All For HIM Marketing Solutions Inc.

Monday, March 2, 2009

Swinging Doors Have Swung Shut!

Many sales managers will tell their sales reps that they can make a great living and hit bonus numbers by swinging 25 doors per day?  That is sooooooo...   2008.  

Ten years ago, companies began to flood their markets with feet on the street.  Outside sales reps with assigned geographic territories was the preferred method of acquiring and maintaining a customer base.  Problem is, EV-ER-Y BOD-Y did it.  Soon companies had large sales forces raking in six figure salaries while maintaining current customer bases.  

Then 3-5 years ago, those same companies decided to get their money's worth out of their sales reps.  So, they upped the pressure and shrunk their sales force.  Along with it came a new focus on new customer acquisition.  This forced the outside sales rep to play "bump and run" coverage with their clients and ignore those proven retention based practices they were so good at just a few years earlier.  

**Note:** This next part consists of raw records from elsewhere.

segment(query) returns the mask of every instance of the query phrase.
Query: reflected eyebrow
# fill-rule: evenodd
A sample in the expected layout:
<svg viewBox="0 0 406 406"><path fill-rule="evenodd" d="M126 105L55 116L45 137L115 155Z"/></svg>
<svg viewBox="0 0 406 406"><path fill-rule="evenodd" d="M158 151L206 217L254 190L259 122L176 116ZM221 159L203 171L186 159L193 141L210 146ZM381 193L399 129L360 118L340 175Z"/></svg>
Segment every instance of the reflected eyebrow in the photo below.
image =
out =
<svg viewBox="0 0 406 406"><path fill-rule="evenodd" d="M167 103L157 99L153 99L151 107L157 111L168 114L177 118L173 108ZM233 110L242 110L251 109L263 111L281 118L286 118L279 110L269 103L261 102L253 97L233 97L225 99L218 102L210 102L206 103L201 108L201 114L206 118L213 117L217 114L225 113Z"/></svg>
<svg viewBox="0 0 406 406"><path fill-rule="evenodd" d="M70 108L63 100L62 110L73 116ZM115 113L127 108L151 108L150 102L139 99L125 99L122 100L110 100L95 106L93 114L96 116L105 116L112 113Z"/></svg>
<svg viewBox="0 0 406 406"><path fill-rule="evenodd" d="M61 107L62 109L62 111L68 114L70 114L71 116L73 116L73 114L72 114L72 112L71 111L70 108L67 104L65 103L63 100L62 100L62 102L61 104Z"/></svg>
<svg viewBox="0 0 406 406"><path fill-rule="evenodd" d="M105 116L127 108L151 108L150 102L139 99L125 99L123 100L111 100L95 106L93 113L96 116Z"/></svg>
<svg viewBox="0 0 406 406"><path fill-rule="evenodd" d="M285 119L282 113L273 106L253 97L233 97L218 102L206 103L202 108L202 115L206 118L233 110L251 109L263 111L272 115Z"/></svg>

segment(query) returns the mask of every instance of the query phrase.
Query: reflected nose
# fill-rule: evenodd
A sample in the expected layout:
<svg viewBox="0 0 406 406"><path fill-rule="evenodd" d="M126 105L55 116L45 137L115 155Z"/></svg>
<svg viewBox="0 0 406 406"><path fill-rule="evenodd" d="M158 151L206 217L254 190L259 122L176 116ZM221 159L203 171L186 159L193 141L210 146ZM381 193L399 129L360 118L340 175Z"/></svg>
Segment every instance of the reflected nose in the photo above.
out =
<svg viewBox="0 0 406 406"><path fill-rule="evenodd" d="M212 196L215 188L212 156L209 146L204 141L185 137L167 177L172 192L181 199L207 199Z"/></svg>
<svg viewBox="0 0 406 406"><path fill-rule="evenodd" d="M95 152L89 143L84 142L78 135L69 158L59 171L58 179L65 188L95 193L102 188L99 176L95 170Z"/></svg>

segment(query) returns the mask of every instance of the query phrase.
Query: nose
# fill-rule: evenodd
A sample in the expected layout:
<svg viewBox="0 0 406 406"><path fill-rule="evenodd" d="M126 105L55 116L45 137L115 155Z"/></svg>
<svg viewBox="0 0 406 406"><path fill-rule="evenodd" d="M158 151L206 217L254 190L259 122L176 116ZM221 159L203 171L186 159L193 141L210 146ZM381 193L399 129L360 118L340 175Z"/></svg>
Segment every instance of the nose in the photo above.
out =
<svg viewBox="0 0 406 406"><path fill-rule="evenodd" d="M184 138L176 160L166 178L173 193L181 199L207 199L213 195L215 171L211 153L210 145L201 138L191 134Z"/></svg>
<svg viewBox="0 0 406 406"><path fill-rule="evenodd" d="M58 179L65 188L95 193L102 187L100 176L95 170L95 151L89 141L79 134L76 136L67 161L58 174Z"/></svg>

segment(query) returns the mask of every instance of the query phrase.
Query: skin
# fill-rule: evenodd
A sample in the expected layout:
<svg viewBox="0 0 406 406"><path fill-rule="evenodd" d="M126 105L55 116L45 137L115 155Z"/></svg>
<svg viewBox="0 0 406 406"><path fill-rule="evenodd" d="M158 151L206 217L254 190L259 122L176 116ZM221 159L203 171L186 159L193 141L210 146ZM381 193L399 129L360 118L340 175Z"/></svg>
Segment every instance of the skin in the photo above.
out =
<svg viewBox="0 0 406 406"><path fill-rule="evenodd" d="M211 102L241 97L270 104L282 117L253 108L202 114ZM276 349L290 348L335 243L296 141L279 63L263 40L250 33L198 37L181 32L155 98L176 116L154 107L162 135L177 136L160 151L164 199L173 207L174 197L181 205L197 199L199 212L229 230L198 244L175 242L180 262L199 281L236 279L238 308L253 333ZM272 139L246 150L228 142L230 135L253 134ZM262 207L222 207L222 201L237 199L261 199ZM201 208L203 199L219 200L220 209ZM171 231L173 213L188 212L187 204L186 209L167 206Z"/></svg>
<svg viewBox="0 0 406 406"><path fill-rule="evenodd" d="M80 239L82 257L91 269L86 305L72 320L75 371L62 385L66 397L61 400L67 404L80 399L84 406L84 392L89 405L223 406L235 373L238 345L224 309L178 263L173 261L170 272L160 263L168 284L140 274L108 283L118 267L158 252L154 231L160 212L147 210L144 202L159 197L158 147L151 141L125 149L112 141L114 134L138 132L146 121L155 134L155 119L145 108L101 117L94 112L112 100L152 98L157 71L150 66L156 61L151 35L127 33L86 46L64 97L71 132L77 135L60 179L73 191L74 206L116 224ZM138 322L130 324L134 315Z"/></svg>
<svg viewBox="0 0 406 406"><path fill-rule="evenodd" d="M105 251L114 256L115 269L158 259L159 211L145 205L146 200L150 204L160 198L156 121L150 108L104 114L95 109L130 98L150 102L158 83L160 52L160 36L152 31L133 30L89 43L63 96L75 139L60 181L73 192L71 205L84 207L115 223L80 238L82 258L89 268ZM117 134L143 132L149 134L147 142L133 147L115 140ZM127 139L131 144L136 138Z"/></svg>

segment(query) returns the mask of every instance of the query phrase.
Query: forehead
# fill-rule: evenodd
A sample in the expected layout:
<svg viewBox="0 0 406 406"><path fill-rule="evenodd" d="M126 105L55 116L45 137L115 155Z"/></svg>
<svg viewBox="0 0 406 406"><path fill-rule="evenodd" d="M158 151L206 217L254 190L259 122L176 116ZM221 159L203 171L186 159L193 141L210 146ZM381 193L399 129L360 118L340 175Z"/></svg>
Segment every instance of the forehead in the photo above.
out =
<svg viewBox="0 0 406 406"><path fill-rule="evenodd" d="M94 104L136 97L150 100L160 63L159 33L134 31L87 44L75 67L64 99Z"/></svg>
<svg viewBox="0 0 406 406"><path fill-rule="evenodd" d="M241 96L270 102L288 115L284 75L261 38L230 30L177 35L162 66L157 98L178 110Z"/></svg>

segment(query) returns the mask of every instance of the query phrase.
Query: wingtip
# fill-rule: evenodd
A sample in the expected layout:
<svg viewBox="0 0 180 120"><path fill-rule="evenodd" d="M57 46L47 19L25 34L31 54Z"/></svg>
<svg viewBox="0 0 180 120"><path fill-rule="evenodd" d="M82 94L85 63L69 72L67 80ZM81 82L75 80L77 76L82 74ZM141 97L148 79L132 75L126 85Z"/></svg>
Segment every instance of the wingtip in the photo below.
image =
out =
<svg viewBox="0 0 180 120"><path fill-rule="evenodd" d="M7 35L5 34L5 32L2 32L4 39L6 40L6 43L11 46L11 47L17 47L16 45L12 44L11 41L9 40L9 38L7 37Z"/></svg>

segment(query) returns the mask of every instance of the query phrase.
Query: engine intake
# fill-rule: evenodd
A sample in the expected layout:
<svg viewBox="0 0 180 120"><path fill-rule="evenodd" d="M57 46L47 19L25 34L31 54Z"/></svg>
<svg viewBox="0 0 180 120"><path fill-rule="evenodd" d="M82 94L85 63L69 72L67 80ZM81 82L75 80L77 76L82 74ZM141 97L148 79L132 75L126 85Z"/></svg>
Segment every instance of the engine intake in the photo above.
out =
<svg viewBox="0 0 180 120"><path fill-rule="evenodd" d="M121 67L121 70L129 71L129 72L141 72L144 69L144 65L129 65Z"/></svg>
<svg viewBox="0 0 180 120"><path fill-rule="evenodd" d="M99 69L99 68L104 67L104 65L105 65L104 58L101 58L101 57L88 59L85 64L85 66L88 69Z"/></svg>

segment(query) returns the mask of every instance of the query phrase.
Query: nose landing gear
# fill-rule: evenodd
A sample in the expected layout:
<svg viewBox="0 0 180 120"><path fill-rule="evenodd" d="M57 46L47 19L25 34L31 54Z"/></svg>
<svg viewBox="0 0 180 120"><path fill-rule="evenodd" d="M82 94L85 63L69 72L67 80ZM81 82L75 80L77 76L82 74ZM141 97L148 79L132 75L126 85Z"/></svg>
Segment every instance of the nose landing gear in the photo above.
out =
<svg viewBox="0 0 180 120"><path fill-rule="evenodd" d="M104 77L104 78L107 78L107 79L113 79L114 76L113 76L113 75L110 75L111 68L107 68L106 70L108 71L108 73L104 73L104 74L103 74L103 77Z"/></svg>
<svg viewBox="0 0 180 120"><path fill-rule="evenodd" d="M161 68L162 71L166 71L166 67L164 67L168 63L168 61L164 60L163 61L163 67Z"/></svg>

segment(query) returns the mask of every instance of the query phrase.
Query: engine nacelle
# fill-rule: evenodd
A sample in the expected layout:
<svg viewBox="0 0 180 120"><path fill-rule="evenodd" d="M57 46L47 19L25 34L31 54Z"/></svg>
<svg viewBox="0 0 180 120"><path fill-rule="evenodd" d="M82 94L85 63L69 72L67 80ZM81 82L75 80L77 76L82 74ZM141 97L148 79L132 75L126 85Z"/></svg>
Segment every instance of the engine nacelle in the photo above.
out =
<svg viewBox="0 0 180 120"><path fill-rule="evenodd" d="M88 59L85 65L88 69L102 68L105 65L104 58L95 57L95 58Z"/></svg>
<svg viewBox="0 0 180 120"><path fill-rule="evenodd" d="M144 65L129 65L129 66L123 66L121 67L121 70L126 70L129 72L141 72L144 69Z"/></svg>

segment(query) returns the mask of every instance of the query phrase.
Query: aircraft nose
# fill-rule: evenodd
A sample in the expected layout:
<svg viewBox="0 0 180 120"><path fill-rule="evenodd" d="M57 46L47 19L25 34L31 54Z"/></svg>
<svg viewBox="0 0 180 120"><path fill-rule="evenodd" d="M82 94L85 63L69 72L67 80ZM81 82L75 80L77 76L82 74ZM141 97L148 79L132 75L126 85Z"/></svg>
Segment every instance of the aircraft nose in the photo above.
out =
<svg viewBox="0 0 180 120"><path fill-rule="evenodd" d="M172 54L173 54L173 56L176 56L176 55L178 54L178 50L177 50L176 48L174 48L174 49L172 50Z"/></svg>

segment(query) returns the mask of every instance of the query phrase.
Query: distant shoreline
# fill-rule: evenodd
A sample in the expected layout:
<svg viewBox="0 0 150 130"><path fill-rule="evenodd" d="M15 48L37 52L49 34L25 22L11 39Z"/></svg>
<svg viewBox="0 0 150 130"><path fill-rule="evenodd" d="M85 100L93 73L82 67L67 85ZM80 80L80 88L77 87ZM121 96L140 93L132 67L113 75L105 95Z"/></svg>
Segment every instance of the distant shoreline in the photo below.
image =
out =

With this new shift in management, sales tactics, and salesmanship styles... customers began to feel slighted.  They haven't been able to get their calls answered.  After repetitively being treated like a cash cow rather than being made to feel valued for their commitment and loyalty, customers have begun to strike back.  Each day, the trust level between potential customers and sales reps is being depleted.  That 25 doors per day mark is now 35 doors that a sales rep needs to swing before finding an interested prospect.  Sales reps that were once welcomed with open arms carrying in baskets of bagels, are now ushered out with the same disregard and disgust of a mother receiving a call from their favorite telemarketer as she tiredly sits down with her family for a home cooked meal.  Ad in the current economic pressures and past experiences of those potential customers, the field of play will continue to get tougher.

I'll share some ideas on how outside sales reps should dial into this new perception in 2009 as we go through the week.  Or, maybe I should say,  in the spring of 2009.  Because we all know, it could change by fall.